Role of tumor cytoskeleton and membrane glycoprotein IRGpIIb/IIIa in platelet adhesion to tumor cell membrane and tumor cell-induced platelet aggregation.

Components of the tumor cell cytoskeleton (i.e., microtubules, microfilaments, and intermediate filaments) have been reported to affect metastatic ability, since disruption of these components leads to a decrease in metastasis. One mechanism of metastasis which has not been previously considered is the decreased interaction of tumor cells with platelets. We present evidence that disruption of the tumor cell cytoskeleton decreases the ability of tumor cells to aggregate homologous platelets. This effect is dependent upon the disruption of microfilaments/intermediate filaments but not disruption of microtubules.

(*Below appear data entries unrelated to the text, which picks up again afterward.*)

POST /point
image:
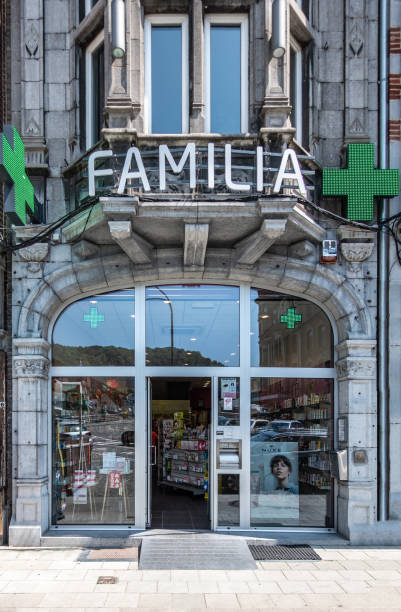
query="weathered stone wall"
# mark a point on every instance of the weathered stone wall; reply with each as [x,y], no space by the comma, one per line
[343,41]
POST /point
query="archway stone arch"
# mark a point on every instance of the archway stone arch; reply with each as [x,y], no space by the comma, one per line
[59,284]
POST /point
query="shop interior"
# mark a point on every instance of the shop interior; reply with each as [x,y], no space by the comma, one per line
[181,425]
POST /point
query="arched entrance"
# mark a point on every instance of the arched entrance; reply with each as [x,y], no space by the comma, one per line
[226,390]
[49,297]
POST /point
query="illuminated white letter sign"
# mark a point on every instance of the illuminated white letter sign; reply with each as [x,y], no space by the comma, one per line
[289,154]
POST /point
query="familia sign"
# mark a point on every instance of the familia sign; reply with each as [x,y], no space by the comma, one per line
[134,169]
[360,183]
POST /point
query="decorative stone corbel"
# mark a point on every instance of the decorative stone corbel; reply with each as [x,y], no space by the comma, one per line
[301,250]
[137,248]
[84,250]
[356,246]
[35,254]
[249,250]
[195,243]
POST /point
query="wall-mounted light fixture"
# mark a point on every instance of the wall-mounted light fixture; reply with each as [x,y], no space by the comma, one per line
[278,28]
[118,28]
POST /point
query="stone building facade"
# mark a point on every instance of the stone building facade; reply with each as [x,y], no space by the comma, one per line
[309,82]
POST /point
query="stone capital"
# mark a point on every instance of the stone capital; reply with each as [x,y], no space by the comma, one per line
[31,367]
[363,367]
[120,230]
[31,347]
[34,255]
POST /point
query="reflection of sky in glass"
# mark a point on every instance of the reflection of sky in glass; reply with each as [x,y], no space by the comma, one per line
[166,79]
[225,79]
[117,329]
[205,319]
[309,344]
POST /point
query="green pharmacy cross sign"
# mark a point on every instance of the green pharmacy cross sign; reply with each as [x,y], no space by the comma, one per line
[19,192]
[361,182]
[94,318]
[291,318]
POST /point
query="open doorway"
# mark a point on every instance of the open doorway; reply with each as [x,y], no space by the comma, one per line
[180,418]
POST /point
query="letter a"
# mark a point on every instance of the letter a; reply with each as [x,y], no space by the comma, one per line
[289,154]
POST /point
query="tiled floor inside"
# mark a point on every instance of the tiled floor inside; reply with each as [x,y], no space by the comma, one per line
[176,509]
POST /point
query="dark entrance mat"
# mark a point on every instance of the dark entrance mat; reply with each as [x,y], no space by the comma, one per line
[195,552]
[283,552]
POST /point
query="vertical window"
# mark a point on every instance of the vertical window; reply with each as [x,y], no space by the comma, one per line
[226,73]
[166,74]
[84,7]
[94,79]
[296,100]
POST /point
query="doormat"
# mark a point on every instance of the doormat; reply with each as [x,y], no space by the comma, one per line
[283,552]
[195,552]
[110,554]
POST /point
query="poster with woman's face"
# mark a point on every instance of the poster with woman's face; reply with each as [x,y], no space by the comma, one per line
[274,482]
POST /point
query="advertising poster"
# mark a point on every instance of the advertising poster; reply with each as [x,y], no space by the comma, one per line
[227,403]
[274,482]
[229,387]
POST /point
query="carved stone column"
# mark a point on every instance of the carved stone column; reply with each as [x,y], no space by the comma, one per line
[276,106]
[356,369]
[356,71]
[30,442]
[120,108]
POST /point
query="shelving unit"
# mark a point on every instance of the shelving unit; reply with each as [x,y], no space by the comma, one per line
[185,468]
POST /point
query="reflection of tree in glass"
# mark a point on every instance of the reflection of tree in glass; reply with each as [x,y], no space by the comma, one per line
[162,356]
[91,355]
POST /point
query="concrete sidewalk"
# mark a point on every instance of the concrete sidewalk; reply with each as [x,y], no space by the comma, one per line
[347,578]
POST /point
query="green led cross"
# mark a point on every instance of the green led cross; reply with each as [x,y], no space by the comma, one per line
[94,318]
[360,182]
[291,318]
[19,190]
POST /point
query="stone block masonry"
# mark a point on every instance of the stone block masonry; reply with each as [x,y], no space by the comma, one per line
[395,40]
[395,129]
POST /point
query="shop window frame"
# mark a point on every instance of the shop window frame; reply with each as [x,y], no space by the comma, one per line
[84,8]
[178,19]
[245,371]
[228,19]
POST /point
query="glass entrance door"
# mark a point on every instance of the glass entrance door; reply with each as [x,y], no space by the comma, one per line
[179,442]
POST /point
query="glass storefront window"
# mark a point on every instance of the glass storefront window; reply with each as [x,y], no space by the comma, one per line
[192,325]
[290,474]
[93,421]
[289,332]
[229,401]
[96,331]
[228,508]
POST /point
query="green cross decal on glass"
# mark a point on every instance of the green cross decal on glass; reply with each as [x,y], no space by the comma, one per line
[291,318]
[360,183]
[19,193]
[94,318]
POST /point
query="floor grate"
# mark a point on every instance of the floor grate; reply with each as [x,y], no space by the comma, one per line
[110,554]
[284,552]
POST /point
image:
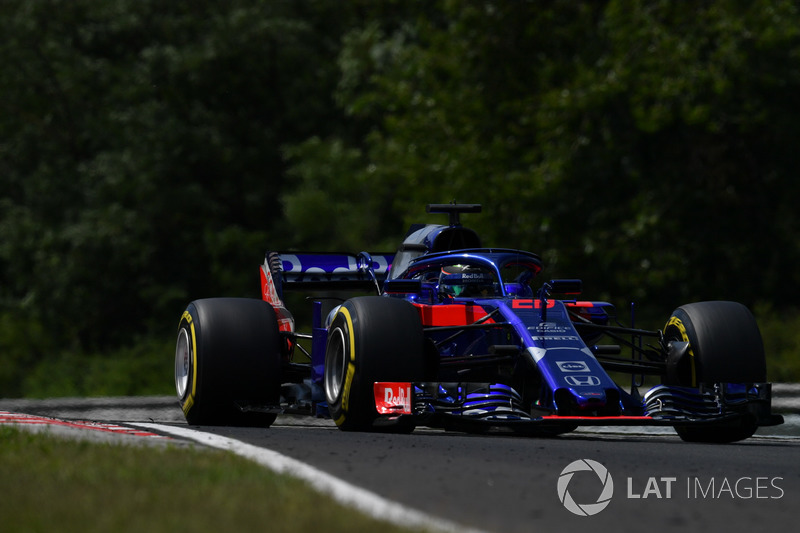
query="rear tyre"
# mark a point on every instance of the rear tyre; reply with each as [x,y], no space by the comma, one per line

In addition, tumor cell platelet interactions require the lateral mobility of specific receptors (i.e., clustering) on the tumor cell plasma membrane. A membrane glycoprotein immunologically related to the platelet glycoprotein IIb/IIIa complex was identified on Walker 256 carcinosarcoma cells using specific polyclonal and monoclonal antibodies and Northern blot analysis using complementary DNA probes for IIb and IIIa. Mobility of this receptor is dependent upon tumor cell microfilaments/intermediate filaments, but not microtubules. Furthermore, treatment of tumor cells with specific antibodies to the platelet glycoprotein IIb/IIIa complex inhibits tumor cell-platelet interaction at the macroscopic level (i.e., aggregation) and at the ultrastructural level (i.e., platelet adhesion to the tumor cell surface). These results suggest that this immunologically related glycoprotein IIb/IIIa is a receptor for platelet binding to the tumor cell surface, an event which precedes overt platelet aggregation and is dependent upon an intact tumor cell microfilament and intermediate filament network. Therefore, the decreased metastasis observed by others following disruption of the tumor cell cytoskeleton may be due, in part, to a decreased tumor cell-platelet interaction.